So, it's basically RTSP, only not. That actually sounds perfect for
this, seeing as it wouldn't require much extra work on the part of the
content authors. But, then there's the issue of which scheme to
support; I imagine they're competing? :P

> If we develop such an adaptive streaming approach, the source
> selection algorithm would then select the default resource to stream
> from, while being given the option for adaptive streaming through the
> extra information (e.g. delivered through an extra attribute on the
> <source> elements, e.g. @adaptive="alternatives.xml"). There could
> then be dynamic switching between the files listed as alternatives in
> the @adaptive file.

I'd move to specify any extra information in-context or server-side
rather than by reference, simply because if we introduce an XML
settings file, it's one more syntax to learn, and file to host. Maybe
the resource pointed to by <source> is itself the settings file, akin
to an Apache type map. Or @src is a comma-delimited list of fallbacks
like CSS @font* properties.
Or <source> becomes non-empty and we introduce <alternative> allowed
as children elements.

> Incidentally, it may make more sense to expose the actual components
> of "quality" explicitly in media queries, just like they are
> explicitly exposed both in m3u8 and ismv, in particular bandwidth and
> resolution.
>
> Further, it needs to be considered that current media queries (see
> http://dev.w3.org/csswg/css3-mediaqueries/) are actually NOT about
> defining the features of a given resource, but about defining the
> features of a device. Some of the most relevant queries for a/v are :
> * min/max-device-width/height (rendering surface of output device)
> * min/max-width/height (targeted display area of output device)
> * aspect ratio / device-aspect-ratio
> * min/max-resolution (pixel density of output device)
> * tv / handheld / screen / aural / braille (devices)
>
> Thus, the width/height are already defined through media queries.
> Thus, mainly adding "bitrate" and "CPU" may be sufficient to define
> device qualities to distinguish default loaded media files.

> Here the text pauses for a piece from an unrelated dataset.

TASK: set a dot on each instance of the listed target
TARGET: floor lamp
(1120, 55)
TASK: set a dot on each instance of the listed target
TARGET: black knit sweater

I'd agree that those two are high-priority, but altogether I think it
would need to cover a bit more than those, namely:
"display-aspect-ratio" (or have "aspect-ratio" defined more explicitly
so that it accounts for pixel aspect ratio), "codec" (and possibly
"container"), and something to account for audio properties—at the
bare minimum.

> Note that YouTube uses width/height encoding parameters for
> distinguishing between different "quality" video encodings, so the
> media queries parameters width/height could potentially be used here
> in the same way.

I would stay away from that, for the reasons stated above.
Width/height are insufficient to describe the quality of a video. You
could encode a 1080p video with a really low bitrate and have it come
out smaller than a 480p video with a really high bitrate.

-Hugh